Pertandingan perdana mempertemukan Putra Kelud Kediri melawan ITB (Industri Tahu Bapang) Kecamatan Jogoroto Jombang. “Acara ini diikuti 32 tim. Selain dari Jombang, peserta juga berasal dari Kediri serta Mojokerto. Turnamen berlangsung selama satu bulan, mulai 17 Juli hingga 17 Agustus 2022,” ujar Mbak Della yang merupakan Ketua DPC Partai Gerindra Jombang ini.
Perempuan berjilbab ini mengatakan, dirinya memiliki program ‘Mbak Della Cup 2022’. Program tersebut untuk menjaring bibit pemain bola voli di tingkat lokal. Selain itu juga mewadahi para pegiat bola voli guna menyalurkan bakatnya tersebut.

“Sehingga ke depan ketika Kabupaten Jombang membutuhkan atlet bola voli, maka sangat mudah untuk menemukan bibit-bibit unggul di cabang olahraga (cabor) ini. Ibaratnya ini sebagai pengkaderan. Kita menyemai bibit atlet bola voli,” ujar Mbak Della.
Meski kegiatan ini bersifat olahraga, namun tidak melupakan sisi sosial. Karena, hasil penjualan tiket selama satu bulan iyu seluruhnya akan disumbangkan untuk pembangunan musala yang ada di Dusun Belut. Pasalnya musala tersebut sudah waktunya renovasi.

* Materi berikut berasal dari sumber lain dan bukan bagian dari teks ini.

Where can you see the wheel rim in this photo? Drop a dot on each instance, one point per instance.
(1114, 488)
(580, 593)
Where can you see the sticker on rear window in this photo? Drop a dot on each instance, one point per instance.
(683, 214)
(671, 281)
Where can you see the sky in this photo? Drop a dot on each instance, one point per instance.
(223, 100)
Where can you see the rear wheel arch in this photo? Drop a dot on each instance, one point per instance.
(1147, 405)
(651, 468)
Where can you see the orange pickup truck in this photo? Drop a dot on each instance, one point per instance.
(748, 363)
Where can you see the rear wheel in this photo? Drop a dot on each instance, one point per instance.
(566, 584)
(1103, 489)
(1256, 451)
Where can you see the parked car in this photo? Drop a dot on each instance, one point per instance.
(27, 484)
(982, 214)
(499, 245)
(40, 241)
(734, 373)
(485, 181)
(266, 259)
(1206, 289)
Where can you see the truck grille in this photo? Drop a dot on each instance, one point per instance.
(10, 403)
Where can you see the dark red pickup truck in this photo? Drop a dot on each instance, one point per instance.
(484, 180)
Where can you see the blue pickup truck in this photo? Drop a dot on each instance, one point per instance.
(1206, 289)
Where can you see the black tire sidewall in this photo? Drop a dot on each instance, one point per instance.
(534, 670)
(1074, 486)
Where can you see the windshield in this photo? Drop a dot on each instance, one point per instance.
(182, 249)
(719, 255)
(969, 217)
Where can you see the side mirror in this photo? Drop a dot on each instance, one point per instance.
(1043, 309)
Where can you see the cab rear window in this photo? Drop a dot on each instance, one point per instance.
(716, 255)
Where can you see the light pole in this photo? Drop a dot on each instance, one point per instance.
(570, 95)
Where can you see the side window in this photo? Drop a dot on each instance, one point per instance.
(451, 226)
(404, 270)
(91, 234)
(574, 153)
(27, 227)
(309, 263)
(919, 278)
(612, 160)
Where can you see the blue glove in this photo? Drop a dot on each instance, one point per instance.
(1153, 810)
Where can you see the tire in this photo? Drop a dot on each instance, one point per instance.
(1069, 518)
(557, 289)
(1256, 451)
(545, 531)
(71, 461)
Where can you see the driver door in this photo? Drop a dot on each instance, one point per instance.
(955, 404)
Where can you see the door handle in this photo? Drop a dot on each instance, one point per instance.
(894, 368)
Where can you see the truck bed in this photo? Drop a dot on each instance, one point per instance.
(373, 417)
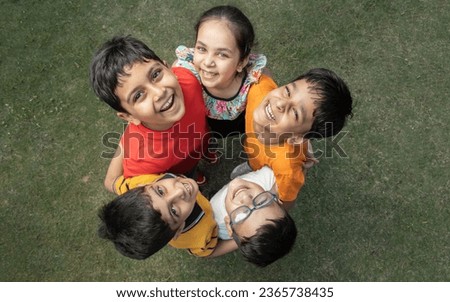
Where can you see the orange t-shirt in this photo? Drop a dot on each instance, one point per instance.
(285, 160)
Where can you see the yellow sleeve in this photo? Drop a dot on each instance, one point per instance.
(208, 248)
(122, 185)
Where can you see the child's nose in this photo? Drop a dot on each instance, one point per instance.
(158, 92)
(209, 60)
(178, 191)
(280, 105)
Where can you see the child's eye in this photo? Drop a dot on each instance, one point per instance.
(200, 49)
(288, 92)
(156, 74)
(294, 111)
(137, 96)
(159, 190)
(173, 211)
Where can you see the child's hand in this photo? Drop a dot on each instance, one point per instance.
(310, 159)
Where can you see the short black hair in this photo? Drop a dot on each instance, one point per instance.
(133, 225)
(109, 63)
(334, 102)
(240, 25)
(271, 242)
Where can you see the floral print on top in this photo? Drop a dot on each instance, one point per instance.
(224, 109)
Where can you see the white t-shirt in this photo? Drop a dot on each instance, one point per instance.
(263, 177)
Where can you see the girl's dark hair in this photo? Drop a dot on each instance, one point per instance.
(239, 24)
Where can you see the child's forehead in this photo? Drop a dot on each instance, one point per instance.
(144, 63)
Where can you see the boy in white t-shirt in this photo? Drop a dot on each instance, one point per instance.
(248, 210)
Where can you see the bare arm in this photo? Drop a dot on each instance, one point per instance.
(223, 247)
(115, 169)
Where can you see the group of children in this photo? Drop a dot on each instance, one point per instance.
(217, 88)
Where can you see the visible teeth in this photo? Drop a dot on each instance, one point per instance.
(269, 112)
(238, 191)
(188, 188)
(208, 74)
(167, 105)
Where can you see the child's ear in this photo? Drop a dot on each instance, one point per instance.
(226, 219)
(180, 229)
(128, 118)
(241, 66)
(295, 140)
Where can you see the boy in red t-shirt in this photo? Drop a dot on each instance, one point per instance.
(164, 108)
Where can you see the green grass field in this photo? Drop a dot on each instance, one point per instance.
(380, 213)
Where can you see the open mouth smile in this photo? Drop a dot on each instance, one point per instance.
(168, 104)
(269, 112)
(188, 188)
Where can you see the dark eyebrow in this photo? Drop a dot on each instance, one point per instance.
(302, 109)
(218, 49)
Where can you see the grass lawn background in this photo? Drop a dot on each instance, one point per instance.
(380, 213)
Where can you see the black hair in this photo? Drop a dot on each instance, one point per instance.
(240, 25)
(109, 62)
(271, 242)
(334, 102)
(133, 225)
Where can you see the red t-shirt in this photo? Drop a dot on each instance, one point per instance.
(175, 150)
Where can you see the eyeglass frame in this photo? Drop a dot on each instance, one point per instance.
(255, 207)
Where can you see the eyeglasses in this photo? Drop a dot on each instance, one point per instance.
(167, 175)
(261, 200)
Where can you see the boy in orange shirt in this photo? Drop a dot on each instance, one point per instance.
(280, 121)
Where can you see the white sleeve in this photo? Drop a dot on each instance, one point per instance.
(263, 177)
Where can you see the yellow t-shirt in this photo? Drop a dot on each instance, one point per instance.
(285, 160)
(200, 234)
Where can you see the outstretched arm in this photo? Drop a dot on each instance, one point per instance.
(115, 169)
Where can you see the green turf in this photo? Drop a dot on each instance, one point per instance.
(381, 213)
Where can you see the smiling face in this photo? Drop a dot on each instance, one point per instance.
(241, 193)
(285, 114)
(217, 58)
(151, 95)
(174, 198)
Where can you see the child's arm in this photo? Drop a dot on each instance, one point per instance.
(223, 247)
(115, 169)
(310, 158)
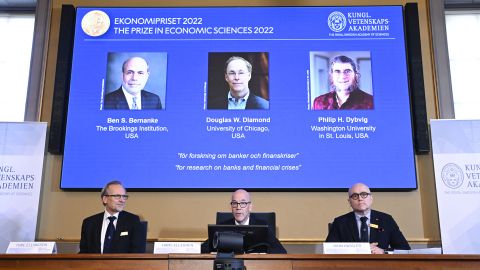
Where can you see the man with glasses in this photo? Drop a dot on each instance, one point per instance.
(132, 95)
(113, 230)
(345, 93)
(241, 205)
(366, 225)
(238, 73)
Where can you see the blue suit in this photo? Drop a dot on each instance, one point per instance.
(345, 229)
(116, 100)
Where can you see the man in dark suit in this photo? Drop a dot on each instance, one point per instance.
(238, 73)
(132, 95)
(114, 230)
(366, 225)
(241, 205)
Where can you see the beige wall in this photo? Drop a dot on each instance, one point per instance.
(301, 216)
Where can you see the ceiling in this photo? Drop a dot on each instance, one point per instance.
(7, 4)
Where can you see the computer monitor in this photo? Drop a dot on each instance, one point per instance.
(255, 237)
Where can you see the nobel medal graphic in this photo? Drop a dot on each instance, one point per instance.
(95, 23)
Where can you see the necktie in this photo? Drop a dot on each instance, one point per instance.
(363, 230)
(107, 243)
(134, 103)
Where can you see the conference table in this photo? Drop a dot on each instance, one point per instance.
(252, 261)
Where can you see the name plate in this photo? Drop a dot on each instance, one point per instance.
(31, 248)
(176, 247)
(346, 248)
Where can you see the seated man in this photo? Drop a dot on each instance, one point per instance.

Berapa hadiah untuk turnamen ini? Mbak Della menjelaskan, panitia mengambil juara 1, 2, 3, serta harapan 1. Total hadiahnya sebesar Rp 18 juta. “Kebetulan di Dusun Belut ini ada musala yang butuh perbaikan. Sehingga seluruh hasil penjualan tiket kita sumbangkan untuk pembangunan musala tersebut,” ujarnya.

Selain dihadiri Ketua AKD Jombang Warsubi, anggota DPRD Jombang dari Partai Gerindra juga nampak hadir, yakni Machwal Huda dan Aan Khunaifi. Selain itu juga hadir perwalilan dari Polsek Jogoroto serta Koramil setempat. Usai pembukaan, dua tim yang bertanding langsung memasuki lapangan. Mereka adalah tim Putra Kelud Kediri dan ITB Jogoroto Jombang.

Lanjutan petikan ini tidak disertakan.